Parole & Suoni, Simone Cristicchi e il “Magazzino 18” nel Giorno del Ricordo
Nei libri di Storia la pagina dedicata all’esodo istriano, dalmata e giuliano trova ancora poco spazio. Sebbene il Giorno del Ricordo sia stato istituito nel 2004 proprio per ricordare quando avvenne nell’Italia orientale a partire dal 1943.
Gli italiani di quelle terre, a seguito delle azioni delle bande partigiane legate al comandante Tito, dovettero lasciare le loro case. I più fortunati. Circa 250 mila. Gli altri furono gettati vivi nelle cavità carsiche di oltre 200 metri note come foibe.
Un salto nel buio che finiva con la morte. Gli jugoslavi titini erano in guerra contro la Germania e l’Italia ma concentrarono i loro sforzi sui civili, in quella che è stata da più parti definita una vera e propria pulizia etnica ai danni degli italiani dell’est.
Parole & Suoni: tutte le puntate
Il musical “Magazzino 18”, ideato da Simone Cristicchi, prende spunto dal libro di Jan Bernas che si intitola “Ci chiamavano fascisti. Eravamo italiani: Istriani, fiumani e dalmati: storie di esuli e rimasti”.
Il titolo è molto eloquente e spiega bene le pseudo-ragioni dei partigiani comunisti. Quella che doveva essere un’offensiva bellica si trasformò in una violenza indiscriminata verso la popolazione.
Lo spettacolo del cantante già dalla sua creazione nel 2013 alimentò numerose polemiche. Fu infatti accusato di revisionismo da alcune frange della sinistra italiana. La questione delle foibe e dell’esodo degli italiani dell’Istria e della Dalmazia è infatti ancora oggi argomento di discussione e revisione storica. Sebbene il tutto sia stato documentato e inserito dallo Stato italiano tra le vicende nazionali degne di essere ricordate.
Le musiche dello stesso Cristicchi, in collaborazione con Valter Sivilotti, accompagnano tutta l’opera che prende spunto da quel magazzino 18 nel porto vecchio di Trieste che conserva gli oggetti di molti esuli.
Il cantautore romano ha scritto anche una canzone omonima del suo spettacolo.
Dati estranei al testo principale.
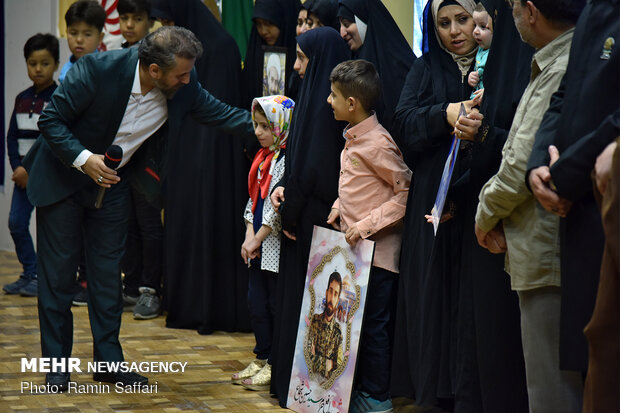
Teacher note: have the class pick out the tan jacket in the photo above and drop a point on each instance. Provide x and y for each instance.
(532, 234)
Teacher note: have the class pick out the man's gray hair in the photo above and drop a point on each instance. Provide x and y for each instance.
(165, 44)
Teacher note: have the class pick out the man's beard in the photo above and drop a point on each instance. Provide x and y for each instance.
(168, 92)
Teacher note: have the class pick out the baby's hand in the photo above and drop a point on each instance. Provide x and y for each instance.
(473, 79)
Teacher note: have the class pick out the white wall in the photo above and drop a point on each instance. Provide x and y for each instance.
(22, 19)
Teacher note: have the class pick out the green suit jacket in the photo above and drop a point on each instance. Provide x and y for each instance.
(86, 111)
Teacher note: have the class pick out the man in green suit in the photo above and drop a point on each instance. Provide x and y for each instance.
(120, 97)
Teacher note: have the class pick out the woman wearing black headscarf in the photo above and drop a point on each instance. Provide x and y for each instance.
(267, 15)
(323, 13)
(311, 182)
(490, 310)
(422, 129)
(447, 343)
(205, 192)
(372, 34)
Quella “Magazzino 18” in cui canta “E per le strade un canto di morte/Come di mille martelli impazziti/Le nostre vite imballate alla meglio/I nostri cuori ammutoliti”.
La cacciata da quelle terre che da sempre furono italiane e che ancora oggi conservano alcuni pezzi di vita degli esuli. Come quelli appunto rimasti nel magazzino di Trieste. Andando incontro ad un destino sconosciuto e crudele. Come per la vicenda del “treno della vergogna” che a Bologna, mentre trasportava gli esuli di Pola, dovette fermarsi e diventare bersaglio della sassaiola dei ferrovieri che sventolavano la bandiera rossa.
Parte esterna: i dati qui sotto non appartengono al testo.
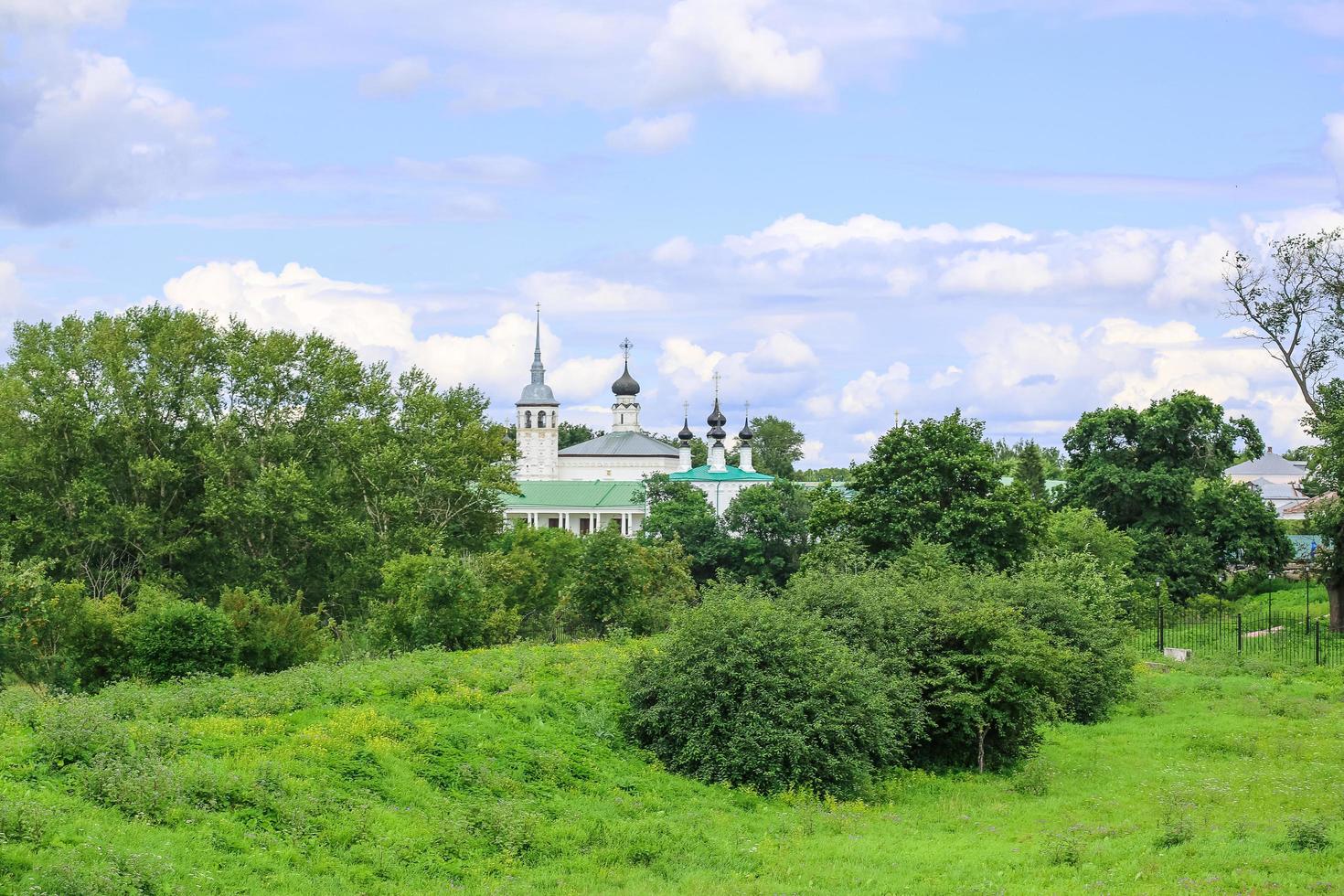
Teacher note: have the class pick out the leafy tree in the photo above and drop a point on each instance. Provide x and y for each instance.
(620, 581)
(680, 512)
(1031, 470)
(749, 693)
(438, 601)
(1141, 470)
(571, 434)
(169, 638)
(777, 446)
(1083, 531)
(938, 480)
(1051, 457)
(532, 567)
(771, 524)
(991, 683)
(40, 623)
(157, 445)
(1240, 526)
Una mancanza di solidarietà dettata dalla contrapposizione interna creatasi improvvisamente alla fine del conflitto mondiale. Una sorta di cane mangia cane derivato dalla guerra civile e che si sta vivendo anche in epoca covid, dove il vicino è sempre pronto a puntare il dito verso una mascherina abbassata.
Lo spettacolo e le canzoni di Cristicchi ebbero la volontà di superare le ideologie. I falsi storici. Le contrapposizioni politiche. L’arte che diventa strumento della storia e della verità. La musica e il teatro come mezzo per ricordare. Un qualcosa di non fine a se stesso.
“Io cerco appunto di andare oltre le ideologie, non punto il dito né contro dittatura comunista né contro Mussolini ma contro il silenzio- così commentò lo stesso cantautore– cerco di capire cosa sia lo sradicamento, il perdere tutto, che è quello che hanno vissuto gli esuli istriani”.
Una musica leggera per una pagina di storia veramente pesante.
L’annosa questione ha ispirato anche un film, “Red Land” diretto, sceneggiato e prodotto da Maximiliano Hernando Bruno. Distribuito in Italia nel 2018 è basato sulla storia di Norma Cossetto, tristemente nota per essere stata violentata e uccisa dai partigiani jugoslavi a solo 23 anni nei pressi della foiba di Villa Surani.